Regeneratieve landbouw is een breed begrip voor verschillende maatregelen die de ecosysteemdiensten van de bodem versterken. Er is nog maar een relatief beperkte groep boeren die in Nederland pioniert met regeneratieve landbouwpraktijken. Het project Regeneratieve Open Teelten richt zich op hóe regeneratieve landbouwmaatregelen bijdragen aan het verbeteren van ecosysteemdiensten.
Het onderzoek vindt plaats bij vaste plantenkwekerij Mts. Lucassen, welke onderdeel uitmaakt van het leernetwerk in de Maasvallei. De studenten richten zich in het onderzoek op één van de principes van regeneratieve landbouw, namelijk het verhogen van de aanvoer van organisch materiaal door het gebruik van organische bodemverbeteraars waaronder mulch, rijpe en onrijpe compost.
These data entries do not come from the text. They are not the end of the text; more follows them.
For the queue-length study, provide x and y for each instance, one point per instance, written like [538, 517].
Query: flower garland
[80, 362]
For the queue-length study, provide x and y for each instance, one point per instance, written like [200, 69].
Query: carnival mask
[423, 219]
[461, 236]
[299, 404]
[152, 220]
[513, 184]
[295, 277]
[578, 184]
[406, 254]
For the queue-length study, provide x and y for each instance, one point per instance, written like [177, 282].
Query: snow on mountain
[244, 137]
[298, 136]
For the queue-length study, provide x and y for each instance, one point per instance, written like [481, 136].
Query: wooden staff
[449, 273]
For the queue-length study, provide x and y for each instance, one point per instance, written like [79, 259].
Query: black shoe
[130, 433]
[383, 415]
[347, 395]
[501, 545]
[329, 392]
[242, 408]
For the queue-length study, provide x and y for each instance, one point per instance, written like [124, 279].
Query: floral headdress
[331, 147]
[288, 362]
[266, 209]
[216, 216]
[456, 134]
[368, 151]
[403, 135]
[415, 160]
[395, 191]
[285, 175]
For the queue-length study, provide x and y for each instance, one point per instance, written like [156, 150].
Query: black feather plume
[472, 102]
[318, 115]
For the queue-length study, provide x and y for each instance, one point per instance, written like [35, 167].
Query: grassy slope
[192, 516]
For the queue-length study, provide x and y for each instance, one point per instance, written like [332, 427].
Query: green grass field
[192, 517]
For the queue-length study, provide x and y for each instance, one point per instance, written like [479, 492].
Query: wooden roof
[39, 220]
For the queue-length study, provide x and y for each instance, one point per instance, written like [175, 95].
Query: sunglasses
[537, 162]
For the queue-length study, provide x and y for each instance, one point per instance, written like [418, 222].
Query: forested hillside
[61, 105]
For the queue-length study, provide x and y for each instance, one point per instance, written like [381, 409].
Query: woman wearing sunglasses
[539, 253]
Een onderdeel van goed bodembeheer is het kiezen van de juiste maatregelen bij je bodem. Bij het verhogen van de aanvoer van organisch materiaal betekent dit kennis ontwikkelen in de praktijk over de verschillende bodemverbeteraars om te weten welke het beste past in de betreffende bodem en teelt. Een deel van deze kennis is al te vinden in de literatuur.
Zo vonden de studenten dat het verschil in beide typen compost (rijpe en onrijpe) gerelateerd is aan de langere rijpingsfase van de rijpe compost. Zo zit er in verhouding minder ammonium in deze compost, omdat dit al door micro-organismen is omgezet naar nitraat. Bovendien heeft rijpe compost een lagere C/N verhouding, omdat een groot deel van de C al is omgezet naar CO2 door micro-organismen, echter is dit materiaal wel stabieler. Bij onrijpe compost kan dit betekenen dat er in eerste instantie stikstof onttrokken wordt aan de bodem.
Ook bij mulch is het verteringsproces nog nauwelijks op gang gekomen, waardoor ook hier in eerste instantie stikstof onttrokken zou kunnen worden, maar op lange termijn zijn er positieve effecten bekend op de infiltratiecapaciteit van de bodem en de opbrengst van het gewas.
De studenten meten dit teeltseizoen de effecten van de verschillende materialen in vergelijking met het niet opbrengen van organische bodemverbeteraars. Er wordt onderzocht wat het effect is op bodem, waterkwantiteit en gewaskwaliteit. Zo meten ze hoe snel het water in de bodem kan infiltreren, afbraak door micro-organismen plaatsvindt en hoeveel regenwormen er voorkomen. Ook worden de Astilbes die op het perceel worden geteeld onderzocht: beïnvloeden de materialen de opkomst, bloei, inhoudsstoffen, wortelstok ogen en massa van het gewas? En hoe ziet het wortelstelsel eruit? Inmiddels loopt het project bijna ten einde en zullen de studenten de korte termijneffecten inzichtelijk maken. Ook op de lange termijn zal er gemeten moeten worden, bodem verandert nou eenmaal niet van de ene op de andere dag.